Plus largement, les grands leaders savent que pour convaincre et partager un message susceptible d’être répété il faut utiliser un niveau de langage qui soit compréhensible par le plus grand nombre. Autrement dit, il faut faire simple, encore et toujours. Or, cette capacité de simplification est loin d’être aisée. Parlez simplement demande en effet beaucoup de travail et du courage, d’autant qu’il y a toujours, chez tous les dirigeants ou chez tous ceux qui veulent démontrer leur expertise, une peur de ne pas être pris au sérieux. Or, les travaux du psychologue et prix Nobel, Daniel Kahneman, démontrent le contraire. Certes les personnes les leaders maîtrisent la complexité de leur sujet et du langage afférent mais ils parviennent à le remplacer par un langage simple, concret, imagé.
Par ailleurs, dans leur ouvrage Ces idées qui collent, Dan et Chip Heath montrent que plus les propos utilisés pour décrire des phénomènes, des émotions ou des actions sont concrets et simples plus ils marqueront les esprits. Ce fut d’ailleurs le génie de Jean de La Fontaine pour dépeindre les vices et vertus de son temps, celui de Molière pour dénoncer, à l’aide de comédies, les travers de la société, celui de Martin Luther King pour partager son rêve d’égalité raciale (notamment le fameux discours I have a dream) ou celui de John Fitzgerald Kennedy qui en 1962 prononça un discours pour présenter sa politique spatiale. Au lieu de détailler les avancées scientifiques et technologiques qui seront nécessaires pour conquérir la Lune, il employa une phrase, très concrète, restée célèbre : « A la fin de la décennie, un homme aura marché sur la Lune ».

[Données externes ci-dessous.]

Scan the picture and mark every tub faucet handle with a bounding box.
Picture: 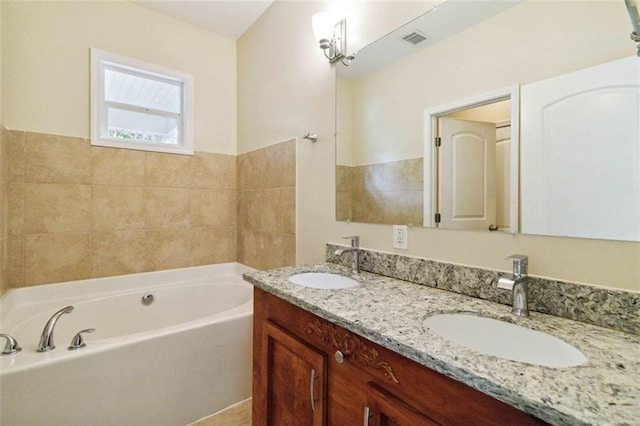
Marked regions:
[68,328,96,351]
[0,333,22,355]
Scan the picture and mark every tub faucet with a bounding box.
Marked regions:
[38,306,73,352]
[334,235,360,274]
[0,334,22,355]
[498,254,529,317]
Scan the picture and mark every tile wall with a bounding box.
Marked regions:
[237,139,296,269]
[336,158,423,224]
[2,130,237,287]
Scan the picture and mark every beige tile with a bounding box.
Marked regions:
[91,231,146,277]
[278,186,296,234]
[0,237,9,296]
[405,158,424,191]
[7,235,24,287]
[91,146,145,186]
[241,230,283,270]
[382,161,407,191]
[145,188,189,229]
[91,185,146,232]
[25,232,91,285]
[190,226,237,265]
[189,189,237,227]
[236,226,245,264]
[7,130,25,182]
[6,183,24,235]
[282,234,296,266]
[145,152,192,188]
[240,188,283,232]
[191,152,236,190]
[24,183,91,234]
[238,149,267,190]
[145,230,193,271]
[0,181,9,238]
[364,164,385,192]
[336,166,353,192]
[405,191,424,226]
[0,124,9,182]
[336,192,352,221]
[24,133,91,184]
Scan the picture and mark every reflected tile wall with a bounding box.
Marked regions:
[0,130,237,291]
[336,158,424,224]
[237,139,296,269]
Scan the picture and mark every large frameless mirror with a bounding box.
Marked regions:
[336,0,640,241]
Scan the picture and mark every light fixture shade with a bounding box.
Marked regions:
[311,12,336,41]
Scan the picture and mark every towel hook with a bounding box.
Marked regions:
[302,133,318,143]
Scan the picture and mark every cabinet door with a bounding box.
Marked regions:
[364,383,439,426]
[262,321,326,426]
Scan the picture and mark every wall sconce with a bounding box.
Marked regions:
[311,12,355,66]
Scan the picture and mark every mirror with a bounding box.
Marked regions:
[336,0,640,240]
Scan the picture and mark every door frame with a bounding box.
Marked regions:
[423,84,520,235]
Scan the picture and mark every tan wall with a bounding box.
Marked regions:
[0,125,9,295]
[6,131,236,287]
[238,139,296,269]
[238,1,640,291]
[2,0,237,154]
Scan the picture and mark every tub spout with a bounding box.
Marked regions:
[38,306,73,352]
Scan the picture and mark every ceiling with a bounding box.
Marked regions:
[131,0,273,40]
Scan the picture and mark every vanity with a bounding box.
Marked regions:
[245,263,640,426]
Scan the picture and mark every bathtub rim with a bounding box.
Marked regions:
[0,262,253,376]
[0,262,255,322]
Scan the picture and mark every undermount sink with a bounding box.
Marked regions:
[289,272,358,289]
[426,313,587,368]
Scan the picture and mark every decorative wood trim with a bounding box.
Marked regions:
[304,319,400,383]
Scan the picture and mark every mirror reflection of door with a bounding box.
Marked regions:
[436,117,498,230]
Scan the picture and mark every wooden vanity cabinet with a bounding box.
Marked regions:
[253,288,545,426]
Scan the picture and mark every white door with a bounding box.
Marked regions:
[437,117,496,230]
[520,57,640,241]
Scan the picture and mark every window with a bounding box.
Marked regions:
[91,49,193,154]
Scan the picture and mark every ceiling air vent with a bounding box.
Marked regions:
[402,31,427,46]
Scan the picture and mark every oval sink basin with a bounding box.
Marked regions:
[426,313,587,368]
[289,272,358,289]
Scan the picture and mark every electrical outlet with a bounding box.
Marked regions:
[393,225,409,250]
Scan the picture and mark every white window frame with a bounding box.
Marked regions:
[91,48,194,155]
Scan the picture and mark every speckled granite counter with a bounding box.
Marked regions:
[244,264,640,425]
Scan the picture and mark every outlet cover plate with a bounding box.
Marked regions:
[393,225,409,250]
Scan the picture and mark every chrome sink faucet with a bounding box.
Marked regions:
[38,306,73,352]
[334,235,360,274]
[498,254,529,317]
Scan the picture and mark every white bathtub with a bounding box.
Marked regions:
[0,263,253,426]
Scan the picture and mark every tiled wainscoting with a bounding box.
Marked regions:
[3,130,236,287]
[189,398,252,426]
[238,139,296,269]
[336,158,424,224]
[0,127,296,292]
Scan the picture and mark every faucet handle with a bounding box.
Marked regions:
[0,333,22,355]
[67,328,96,351]
[505,254,529,275]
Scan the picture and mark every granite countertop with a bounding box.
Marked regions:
[244,263,640,425]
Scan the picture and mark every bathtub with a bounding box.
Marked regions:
[0,263,253,426]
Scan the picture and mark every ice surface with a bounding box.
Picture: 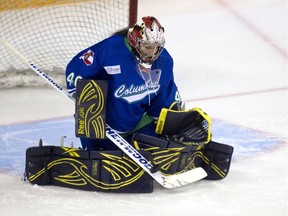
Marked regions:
[0,0,288,216]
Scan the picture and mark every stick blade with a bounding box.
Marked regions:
[154,167,207,189]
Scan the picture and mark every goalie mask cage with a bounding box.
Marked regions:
[0,0,138,88]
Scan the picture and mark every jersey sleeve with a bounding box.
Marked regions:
[66,41,109,96]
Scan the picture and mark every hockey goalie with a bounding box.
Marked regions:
[26,16,233,193]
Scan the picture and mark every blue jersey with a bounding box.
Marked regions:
[66,35,180,133]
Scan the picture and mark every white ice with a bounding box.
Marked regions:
[0,0,288,216]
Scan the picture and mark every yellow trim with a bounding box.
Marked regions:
[155,108,168,134]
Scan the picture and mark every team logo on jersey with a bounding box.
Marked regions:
[114,84,160,103]
[114,69,162,103]
[104,65,121,75]
[80,50,94,66]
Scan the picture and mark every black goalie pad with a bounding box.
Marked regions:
[75,79,108,139]
[156,108,212,146]
[25,143,153,193]
[133,134,233,180]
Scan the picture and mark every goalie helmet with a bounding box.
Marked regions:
[127,16,165,68]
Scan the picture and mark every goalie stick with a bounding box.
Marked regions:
[3,42,207,189]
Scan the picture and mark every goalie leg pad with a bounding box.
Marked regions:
[133,134,233,180]
[133,134,203,175]
[75,79,108,139]
[25,146,153,193]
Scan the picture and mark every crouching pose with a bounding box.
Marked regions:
[26,80,233,193]
[26,16,233,193]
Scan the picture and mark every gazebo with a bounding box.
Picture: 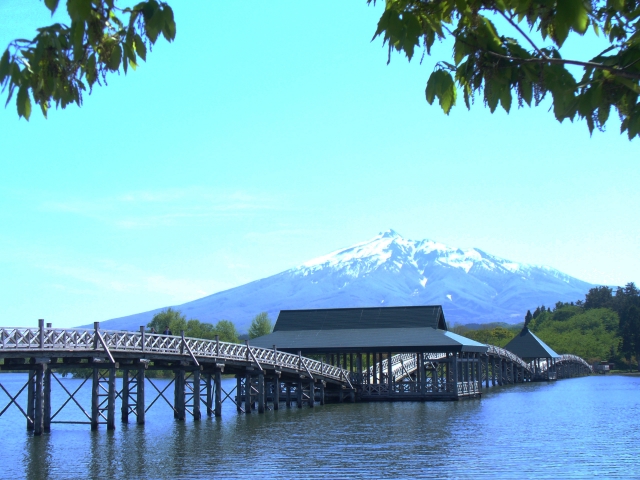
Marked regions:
[504,327,560,380]
[251,305,487,400]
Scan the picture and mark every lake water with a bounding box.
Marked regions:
[0,374,640,479]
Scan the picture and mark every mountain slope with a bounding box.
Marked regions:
[95,230,593,332]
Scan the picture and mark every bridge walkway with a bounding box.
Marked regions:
[0,321,354,435]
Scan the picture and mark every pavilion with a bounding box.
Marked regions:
[251,305,488,400]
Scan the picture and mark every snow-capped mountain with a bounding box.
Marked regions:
[95,230,593,332]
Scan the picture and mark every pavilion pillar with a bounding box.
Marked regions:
[416,352,427,395]
[273,373,280,410]
[42,366,51,432]
[451,352,458,397]
[296,378,302,408]
[387,352,394,395]
[244,370,252,413]
[136,363,146,425]
[258,372,266,413]
[236,375,243,413]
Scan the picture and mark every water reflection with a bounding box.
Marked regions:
[0,377,640,478]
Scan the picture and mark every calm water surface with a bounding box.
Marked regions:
[0,374,640,479]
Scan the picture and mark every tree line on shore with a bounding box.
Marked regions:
[147,307,273,343]
[454,282,640,370]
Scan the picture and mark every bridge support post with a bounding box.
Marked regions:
[107,365,116,430]
[42,366,51,432]
[33,364,47,436]
[91,367,100,430]
[213,368,222,417]
[258,372,267,413]
[416,352,427,395]
[484,355,489,389]
[273,373,280,410]
[27,370,36,430]
[387,352,394,395]
[136,363,146,425]
[372,352,378,385]
[451,352,459,398]
[244,371,252,414]
[309,378,316,408]
[204,372,213,417]
[120,368,131,423]
[193,366,202,422]
[173,367,186,420]
[236,375,243,413]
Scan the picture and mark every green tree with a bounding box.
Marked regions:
[0,0,176,120]
[620,305,640,371]
[214,320,240,343]
[147,307,187,335]
[249,312,273,338]
[368,0,640,139]
[524,310,539,327]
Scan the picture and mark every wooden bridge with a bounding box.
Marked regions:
[0,321,591,435]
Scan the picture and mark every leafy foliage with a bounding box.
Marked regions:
[530,306,620,363]
[249,312,273,338]
[462,326,520,347]
[368,0,640,139]
[147,307,239,343]
[0,0,176,120]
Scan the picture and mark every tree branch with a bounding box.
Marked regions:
[485,50,640,80]
[498,10,549,59]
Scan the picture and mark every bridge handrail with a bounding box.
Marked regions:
[487,345,532,372]
[0,327,349,383]
[367,353,446,382]
[540,354,593,373]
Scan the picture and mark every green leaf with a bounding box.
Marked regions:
[520,79,533,106]
[0,48,11,84]
[598,105,611,127]
[424,70,440,105]
[162,5,176,42]
[44,0,58,15]
[554,0,589,39]
[425,70,457,115]
[133,33,147,62]
[85,55,98,87]
[107,45,122,72]
[67,0,91,22]
[71,21,85,58]
[500,86,511,113]
[16,85,31,121]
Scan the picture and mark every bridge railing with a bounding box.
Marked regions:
[0,328,350,384]
[487,345,532,372]
[365,353,446,383]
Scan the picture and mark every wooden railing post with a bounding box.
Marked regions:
[38,318,44,349]
[93,322,100,350]
[140,325,147,352]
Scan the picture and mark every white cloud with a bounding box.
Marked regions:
[40,187,279,229]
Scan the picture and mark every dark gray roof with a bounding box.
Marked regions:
[250,327,487,354]
[273,305,447,332]
[504,327,560,358]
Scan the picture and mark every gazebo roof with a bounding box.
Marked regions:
[504,327,560,358]
[273,305,448,332]
[251,306,487,354]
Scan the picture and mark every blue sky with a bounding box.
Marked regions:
[0,0,640,326]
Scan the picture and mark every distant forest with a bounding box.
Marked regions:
[453,283,640,370]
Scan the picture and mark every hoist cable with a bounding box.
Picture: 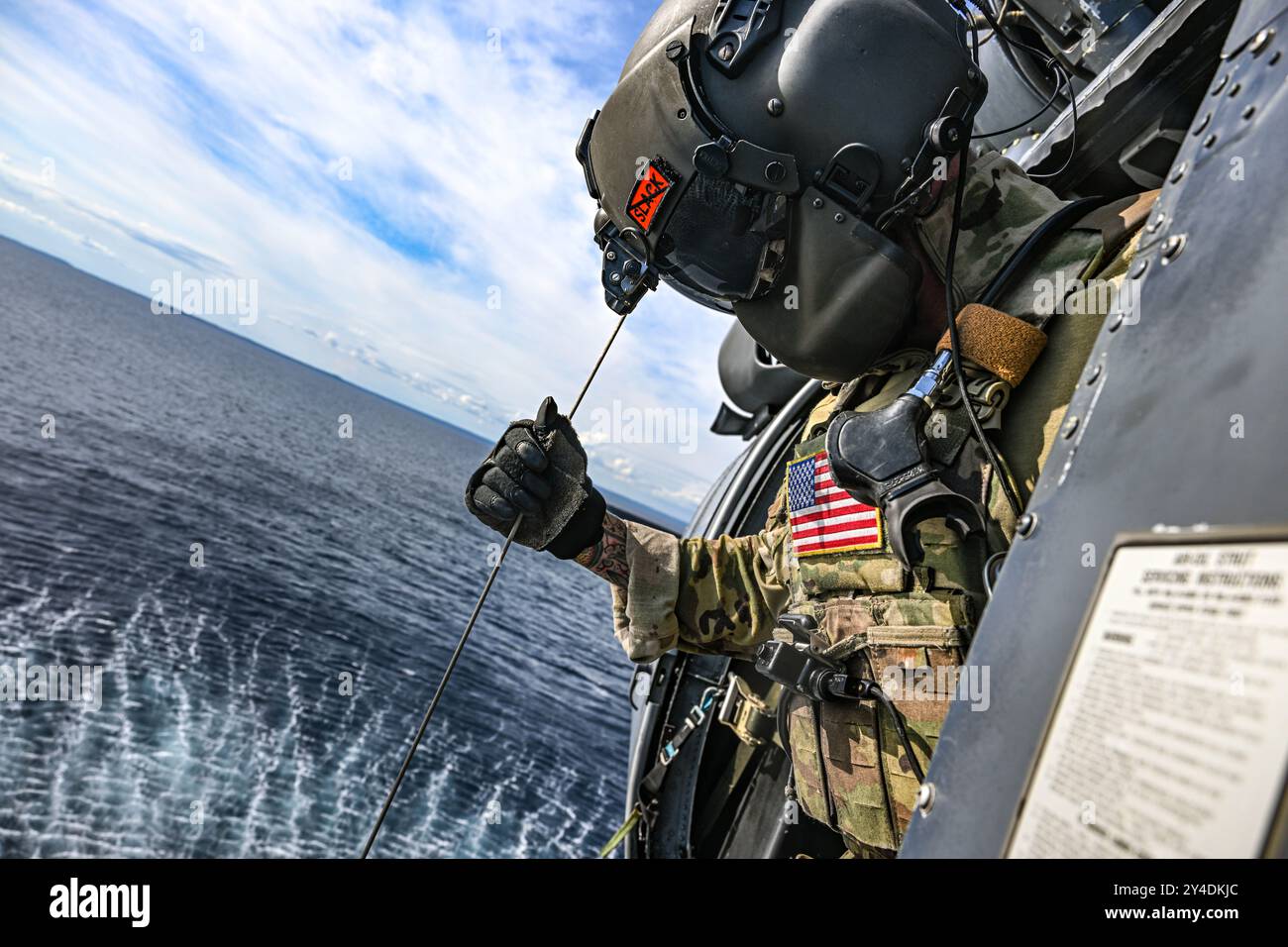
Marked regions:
[361,313,626,858]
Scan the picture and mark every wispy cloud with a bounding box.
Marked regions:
[0,0,738,510]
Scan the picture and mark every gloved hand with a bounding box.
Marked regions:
[465,398,606,559]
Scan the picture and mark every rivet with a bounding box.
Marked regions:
[917,783,935,818]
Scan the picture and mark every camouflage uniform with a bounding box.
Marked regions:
[613,154,1150,857]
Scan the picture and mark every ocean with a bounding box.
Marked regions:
[0,240,630,857]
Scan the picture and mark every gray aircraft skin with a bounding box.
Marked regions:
[626,0,1288,858]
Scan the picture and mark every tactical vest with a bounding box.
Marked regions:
[770,352,996,856]
[768,192,1156,857]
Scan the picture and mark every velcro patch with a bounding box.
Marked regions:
[626,159,679,233]
[787,451,884,556]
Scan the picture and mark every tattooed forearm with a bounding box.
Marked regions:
[577,513,631,588]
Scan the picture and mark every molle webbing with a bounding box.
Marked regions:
[935,303,1046,388]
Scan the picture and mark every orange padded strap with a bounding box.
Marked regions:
[936,303,1046,388]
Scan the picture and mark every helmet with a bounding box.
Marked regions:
[577,0,987,380]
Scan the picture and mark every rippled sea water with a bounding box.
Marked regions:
[0,240,630,857]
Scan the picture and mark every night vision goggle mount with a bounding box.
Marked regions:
[595,215,657,316]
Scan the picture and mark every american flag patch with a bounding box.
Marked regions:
[787,451,883,556]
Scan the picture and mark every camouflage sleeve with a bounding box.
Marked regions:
[613,522,787,663]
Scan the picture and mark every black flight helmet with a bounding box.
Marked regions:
[577,0,987,381]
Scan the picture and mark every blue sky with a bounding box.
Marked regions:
[0,0,741,513]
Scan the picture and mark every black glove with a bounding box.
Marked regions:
[465,398,606,559]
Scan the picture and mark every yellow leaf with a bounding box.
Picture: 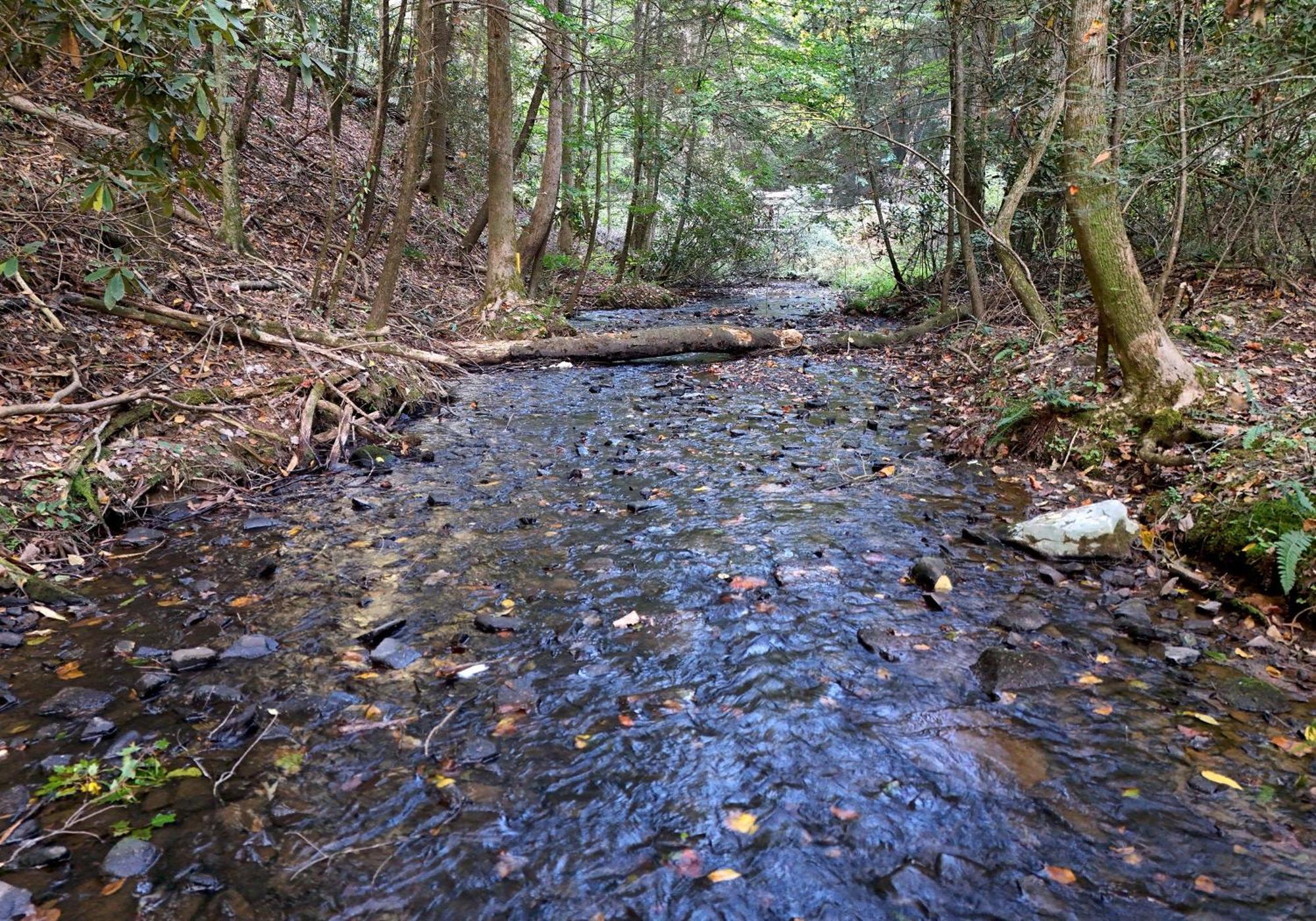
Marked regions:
[1202,771,1242,789]
[722,809,758,834]
[1046,864,1078,885]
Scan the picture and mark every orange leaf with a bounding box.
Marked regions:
[1046,864,1078,885]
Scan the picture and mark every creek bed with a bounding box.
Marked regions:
[0,286,1316,918]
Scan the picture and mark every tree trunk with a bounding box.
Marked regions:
[484,0,521,305]
[1152,0,1188,313]
[992,45,1065,338]
[462,61,549,253]
[211,33,246,253]
[1065,0,1200,411]
[425,4,453,205]
[366,0,436,329]
[516,0,566,279]
[950,0,986,320]
[329,0,353,138]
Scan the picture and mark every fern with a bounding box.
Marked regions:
[1275,530,1316,595]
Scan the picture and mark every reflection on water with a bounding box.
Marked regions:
[0,286,1312,918]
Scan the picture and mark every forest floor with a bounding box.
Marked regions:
[853,270,1316,620]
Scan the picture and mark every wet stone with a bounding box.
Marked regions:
[370,637,420,668]
[475,614,525,633]
[79,716,117,742]
[1165,646,1202,668]
[220,633,279,659]
[100,838,161,879]
[133,671,174,700]
[457,737,497,764]
[992,609,1050,633]
[14,845,68,868]
[37,688,114,720]
[1216,675,1292,713]
[973,646,1062,692]
[187,684,242,707]
[357,617,407,649]
[168,646,220,671]
[909,557,946,588]
[0,880,32,921]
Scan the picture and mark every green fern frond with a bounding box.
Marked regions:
[1275,530,1316,595]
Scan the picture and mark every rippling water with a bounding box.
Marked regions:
[0,286,1313,918]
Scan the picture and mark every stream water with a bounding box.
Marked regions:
[0,284,1316,918]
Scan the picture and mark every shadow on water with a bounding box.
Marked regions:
[0,288,1313,918]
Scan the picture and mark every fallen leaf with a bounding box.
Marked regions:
[1202,771,1242,789]
[722,809,758,834]
[1046,863,1078,885]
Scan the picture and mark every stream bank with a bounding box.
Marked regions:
[0,286,1313,918]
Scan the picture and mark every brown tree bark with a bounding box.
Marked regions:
[484,0,522,305]
[366,0,436,329]
[1065,0,1202,412]
[516,0,566,286]
[950,0,986,320]
[462,62,549,253]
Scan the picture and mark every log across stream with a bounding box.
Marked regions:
[0,286,1312,918]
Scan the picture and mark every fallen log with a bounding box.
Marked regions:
[450,324,804,364]
[0,93,128,139]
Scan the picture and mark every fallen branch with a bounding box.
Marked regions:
[0,93,128,139]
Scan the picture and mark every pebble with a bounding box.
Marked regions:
[909,557,946,588]
[0,880,33,921]
[1165,646,1202,668]
[992,610,1050,633]
[79,716,117,742]
[100,838,161,879]
[357,617,407,649]
[133,671,174,700]
[168,646,220,671]
[370,637,420,668]
[220,633,279,659]
[475,614,524,633]
[37,688,114,720]
[973,646,1061,692]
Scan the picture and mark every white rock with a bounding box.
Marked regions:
[1009,499,1138,558]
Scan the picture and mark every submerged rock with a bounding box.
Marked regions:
[220,633,279,659]
[1009,499,1138,559]
[1216,675,1292,713]
[100,838,161,879]
[0,880,32,921]
[973,646,1061,693]
[37,688,114,720]
[370,637,420,668]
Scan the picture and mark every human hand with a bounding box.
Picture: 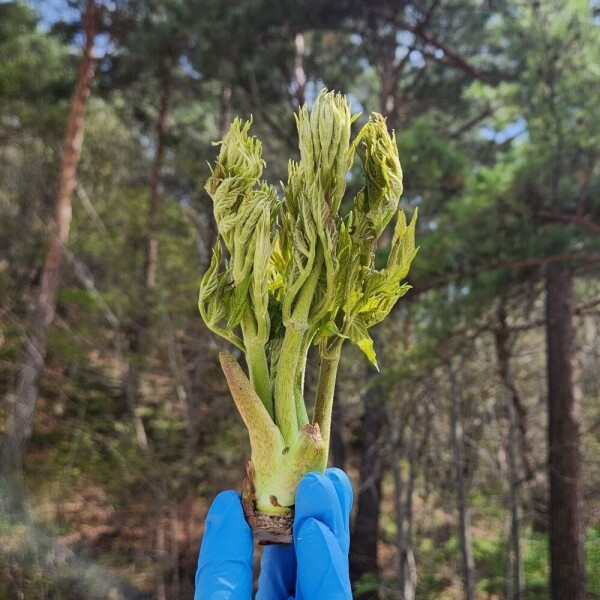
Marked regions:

Dans le monde de l’entreprise, le maître en la matière reste Steve Jobs. Lors d’une récente expérimentation, Carmine Gallo (auteur du livre Les secrets de présentation de Steve Jobs) montre que le fondateur et ancien PDG d’Apple, utilisait, lors de ses présentations, un langage équivalent à celui d’un élève de CE2. Oui, de CE2 ! En effet, grâce à un logiciel, appelé Hemingway et utilisé par les professeurs pour mesurer la facilité de compréhension d’un texte, Carmine Gallo note que les sept premières minutes (soit les 1000 premiers mots) de la keynote de lancement de l’iPhone en 2007 correspond à un niveau de langue équivalent à celui du CE2, donc d’élèves âgés de 8 ans. L’auteur affirme que s’il s’agit d’un cas particulier, la plupart des leaders mobilisent un niveau de langage équivalent à celui d’un collégien.
Simplifier demande ainsi des heures de travail pour prendre du recul sur ses connaissances et réflexes langagiers, pour s’assurer d’être compris par tous et pour exprimer avec force des idées parfois complexes. Pourtant, cet effort à la portée de tous les leaders permet de délivrer des messages plus percutants et inspirants.